"What has that idiot to do with my land?" cried the fakeerni, indignantly. "Lo, there is no drop of saint's blood in him. He is of the second marriage."

The policeman sniggered. "I know not, mother! But this I hear, that Hussan saith otherwise, and the Kâzi is with him. And births and marriages are ticklish things to date, if the Kâzi be not friendly."

Suttu's heart throbbed. If the Kâzi were indeed her only refuge, she might have to face the storm in the open.

"O thou with the yellow trousers on thy legs, and wisdom in head and heart," moaned Shâhbâsh, "dost mean that these dates--Deen Ali's famous dates--are to be food for parrots? while I----" He sat in the sand, clasping his stomach, rocking backwards and forwards, a ludicrous spectacle of woe; yet there was tragedy in the comedy.

That evening, when supper consisted of a few millet-cakes and a tray of watery pilu-berries, which Suttu had gathered from the jungles, he looked at the ripe dates overhead and felt that the hour of apostasy had come. After the barmecidal feast he took his mattock and went to the graveyard--not to dig, but solemnly to consider which of Suttu's two enemies should have his services. Dawn found him returning from the Kâzi's house, with the black bottle full of rum, and the remains of a perfect feast of bakkar khana tied up in a handkerchief--both of which he hid carefully. All that day he did nothing but vaunt the delights of a sheltered home combined with rich food; especially to a woman--more especially to a woman who had nothing to eat but pilu-berries and millet cakes! Suttu smiled at him indulgently.

"Lo, God did not make me all stomach," she said. "I eat the air and the sunshine; and I like to see the parrot people and the squirrel people eat my dates, even if I can't."

Shâhbâsh gave a rumble of despair, and bolstered up his uneasy conscience by telling himself such views were unnatural, accursed.

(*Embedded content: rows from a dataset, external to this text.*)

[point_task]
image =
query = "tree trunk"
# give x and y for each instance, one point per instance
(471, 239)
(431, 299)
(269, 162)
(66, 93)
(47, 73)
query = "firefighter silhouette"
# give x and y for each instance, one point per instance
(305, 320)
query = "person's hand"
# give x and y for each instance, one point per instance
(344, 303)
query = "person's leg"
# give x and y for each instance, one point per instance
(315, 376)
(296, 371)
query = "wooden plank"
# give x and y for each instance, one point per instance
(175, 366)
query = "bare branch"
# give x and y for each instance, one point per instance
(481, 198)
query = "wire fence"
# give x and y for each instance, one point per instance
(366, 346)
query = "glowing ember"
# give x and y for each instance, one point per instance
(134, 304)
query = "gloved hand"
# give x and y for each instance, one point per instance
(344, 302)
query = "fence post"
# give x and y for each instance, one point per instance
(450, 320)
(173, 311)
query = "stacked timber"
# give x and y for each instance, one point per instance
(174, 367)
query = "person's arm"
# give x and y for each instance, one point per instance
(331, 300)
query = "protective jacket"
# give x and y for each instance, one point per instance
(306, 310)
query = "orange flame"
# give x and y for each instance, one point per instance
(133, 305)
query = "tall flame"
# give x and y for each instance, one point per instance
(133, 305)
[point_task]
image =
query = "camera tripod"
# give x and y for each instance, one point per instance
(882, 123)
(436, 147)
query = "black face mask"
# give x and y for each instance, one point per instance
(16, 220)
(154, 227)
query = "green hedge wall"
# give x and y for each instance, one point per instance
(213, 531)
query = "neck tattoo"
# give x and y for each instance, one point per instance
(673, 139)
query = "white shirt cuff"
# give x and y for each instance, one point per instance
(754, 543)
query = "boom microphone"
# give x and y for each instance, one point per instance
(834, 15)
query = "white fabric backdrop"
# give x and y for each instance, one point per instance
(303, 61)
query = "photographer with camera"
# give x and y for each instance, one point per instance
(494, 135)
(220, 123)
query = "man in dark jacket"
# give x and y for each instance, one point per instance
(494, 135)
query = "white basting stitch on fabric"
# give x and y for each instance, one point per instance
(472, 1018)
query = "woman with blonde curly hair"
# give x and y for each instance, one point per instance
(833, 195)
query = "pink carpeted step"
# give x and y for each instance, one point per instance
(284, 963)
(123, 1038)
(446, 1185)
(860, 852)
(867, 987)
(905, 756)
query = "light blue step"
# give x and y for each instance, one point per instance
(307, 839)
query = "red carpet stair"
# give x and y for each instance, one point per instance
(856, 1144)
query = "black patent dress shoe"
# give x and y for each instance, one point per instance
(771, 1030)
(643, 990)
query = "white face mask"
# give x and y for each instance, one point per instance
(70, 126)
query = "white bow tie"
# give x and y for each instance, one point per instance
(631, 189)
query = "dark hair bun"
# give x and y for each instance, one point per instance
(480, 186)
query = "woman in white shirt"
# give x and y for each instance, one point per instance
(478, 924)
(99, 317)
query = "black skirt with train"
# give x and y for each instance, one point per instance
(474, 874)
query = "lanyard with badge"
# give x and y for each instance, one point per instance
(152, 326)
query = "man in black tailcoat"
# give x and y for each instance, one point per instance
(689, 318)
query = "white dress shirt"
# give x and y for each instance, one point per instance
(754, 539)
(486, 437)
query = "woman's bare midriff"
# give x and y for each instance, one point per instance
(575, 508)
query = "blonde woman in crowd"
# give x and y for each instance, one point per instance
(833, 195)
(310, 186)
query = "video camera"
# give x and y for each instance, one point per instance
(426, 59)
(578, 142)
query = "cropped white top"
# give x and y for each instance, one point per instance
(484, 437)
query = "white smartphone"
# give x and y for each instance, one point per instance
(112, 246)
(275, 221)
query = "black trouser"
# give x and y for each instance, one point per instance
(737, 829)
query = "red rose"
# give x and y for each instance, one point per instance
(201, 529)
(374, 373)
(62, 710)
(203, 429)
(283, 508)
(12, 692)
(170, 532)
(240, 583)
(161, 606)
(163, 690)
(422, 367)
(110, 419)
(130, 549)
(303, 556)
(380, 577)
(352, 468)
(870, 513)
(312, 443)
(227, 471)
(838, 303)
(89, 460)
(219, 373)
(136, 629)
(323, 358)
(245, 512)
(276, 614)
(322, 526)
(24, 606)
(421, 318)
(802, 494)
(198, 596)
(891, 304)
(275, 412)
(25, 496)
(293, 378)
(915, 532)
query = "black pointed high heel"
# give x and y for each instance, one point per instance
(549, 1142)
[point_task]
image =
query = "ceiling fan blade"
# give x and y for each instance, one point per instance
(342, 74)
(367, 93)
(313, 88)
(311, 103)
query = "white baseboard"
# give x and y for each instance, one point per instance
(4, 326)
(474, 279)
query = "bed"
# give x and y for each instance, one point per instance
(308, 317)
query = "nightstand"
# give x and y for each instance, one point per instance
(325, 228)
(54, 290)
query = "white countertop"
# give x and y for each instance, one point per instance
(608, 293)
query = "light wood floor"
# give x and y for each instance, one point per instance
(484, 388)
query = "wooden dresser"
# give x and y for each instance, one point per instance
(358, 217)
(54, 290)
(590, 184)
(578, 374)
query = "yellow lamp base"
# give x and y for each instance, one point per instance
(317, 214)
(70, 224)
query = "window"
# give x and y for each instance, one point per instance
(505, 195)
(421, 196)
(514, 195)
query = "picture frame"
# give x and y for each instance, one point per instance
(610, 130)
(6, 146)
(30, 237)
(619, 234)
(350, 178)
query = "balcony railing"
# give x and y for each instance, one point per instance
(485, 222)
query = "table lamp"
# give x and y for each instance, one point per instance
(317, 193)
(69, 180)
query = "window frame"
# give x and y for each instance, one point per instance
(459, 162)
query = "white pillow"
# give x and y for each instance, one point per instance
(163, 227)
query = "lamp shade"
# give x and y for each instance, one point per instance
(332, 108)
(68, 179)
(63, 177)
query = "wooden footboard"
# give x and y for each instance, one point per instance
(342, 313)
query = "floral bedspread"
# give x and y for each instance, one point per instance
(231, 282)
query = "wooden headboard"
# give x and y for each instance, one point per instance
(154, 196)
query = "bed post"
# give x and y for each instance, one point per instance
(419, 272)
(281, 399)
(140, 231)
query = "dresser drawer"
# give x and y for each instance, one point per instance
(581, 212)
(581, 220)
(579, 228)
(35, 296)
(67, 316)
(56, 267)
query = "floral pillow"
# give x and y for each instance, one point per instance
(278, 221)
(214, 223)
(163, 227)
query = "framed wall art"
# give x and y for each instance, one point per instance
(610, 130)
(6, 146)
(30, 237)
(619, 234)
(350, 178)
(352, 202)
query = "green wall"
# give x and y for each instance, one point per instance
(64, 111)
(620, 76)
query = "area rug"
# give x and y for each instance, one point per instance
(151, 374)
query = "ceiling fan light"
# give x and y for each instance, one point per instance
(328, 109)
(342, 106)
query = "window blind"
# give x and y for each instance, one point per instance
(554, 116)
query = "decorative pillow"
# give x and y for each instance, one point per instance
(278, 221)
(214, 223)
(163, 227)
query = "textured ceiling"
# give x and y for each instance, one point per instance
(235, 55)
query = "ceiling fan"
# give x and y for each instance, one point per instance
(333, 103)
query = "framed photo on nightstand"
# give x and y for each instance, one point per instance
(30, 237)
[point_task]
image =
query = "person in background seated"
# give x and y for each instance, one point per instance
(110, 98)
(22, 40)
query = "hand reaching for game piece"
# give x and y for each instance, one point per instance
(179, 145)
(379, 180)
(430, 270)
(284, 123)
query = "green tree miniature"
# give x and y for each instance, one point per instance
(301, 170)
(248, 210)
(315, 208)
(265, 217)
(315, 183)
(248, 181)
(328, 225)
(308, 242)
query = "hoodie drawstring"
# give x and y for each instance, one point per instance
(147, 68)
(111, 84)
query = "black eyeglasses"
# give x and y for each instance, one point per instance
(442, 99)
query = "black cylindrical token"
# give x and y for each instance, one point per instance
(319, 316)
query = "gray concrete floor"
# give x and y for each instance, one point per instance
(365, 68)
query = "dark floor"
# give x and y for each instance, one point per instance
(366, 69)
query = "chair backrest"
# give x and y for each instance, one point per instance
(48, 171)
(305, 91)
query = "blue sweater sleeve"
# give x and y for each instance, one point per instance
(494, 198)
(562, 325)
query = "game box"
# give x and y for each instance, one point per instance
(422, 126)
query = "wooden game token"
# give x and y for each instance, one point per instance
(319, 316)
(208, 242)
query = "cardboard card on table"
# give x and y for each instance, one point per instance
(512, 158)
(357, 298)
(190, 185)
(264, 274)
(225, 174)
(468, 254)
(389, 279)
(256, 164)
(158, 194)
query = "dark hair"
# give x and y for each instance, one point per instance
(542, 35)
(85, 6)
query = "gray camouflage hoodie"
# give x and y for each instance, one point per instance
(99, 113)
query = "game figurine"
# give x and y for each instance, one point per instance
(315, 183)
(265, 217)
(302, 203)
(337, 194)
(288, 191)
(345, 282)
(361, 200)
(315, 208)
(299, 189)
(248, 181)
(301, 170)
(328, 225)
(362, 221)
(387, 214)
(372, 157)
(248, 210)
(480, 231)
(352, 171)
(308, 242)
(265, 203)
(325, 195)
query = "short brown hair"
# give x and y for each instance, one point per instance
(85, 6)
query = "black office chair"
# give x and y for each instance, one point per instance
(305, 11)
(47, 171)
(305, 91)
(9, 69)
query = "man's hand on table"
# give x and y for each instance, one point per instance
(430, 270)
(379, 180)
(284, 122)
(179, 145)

"Is a grave ordered?" asked Suttu, in surprise, when, that evening after supper, the dwarf shouldered his mattock. "Who is dead?"

"The saddler's son. Leastways he was so nigh his end to-day that his people gave me warning it might be wanted. And like as not they would eat oaths had it been bespoke in form, for they are keen to quarrel. Aye, aye, if lies were satisfying, my belly wouldn't be empty."

He disappeared into the soft, balmy darkness, grumbling and muttering--to come back circuitously to the hiding-place of the black bottle. He would need that for consolation, aye, for forgetfulness, before midnight brought the bribed watchmen to guard the date-grove. Then sooner or later after that some one's cries---- Well, why not? Suttu would not be the first woman who had been carried off to a rich marriage, and had lived to tell the tale cheerfully. Still, the thought of those cries when the Kâzi and his friends came was disturbing. Shâhbâsh took a great pull at the bottle. It would bring the fairy, and the fairy was unfailing consolation.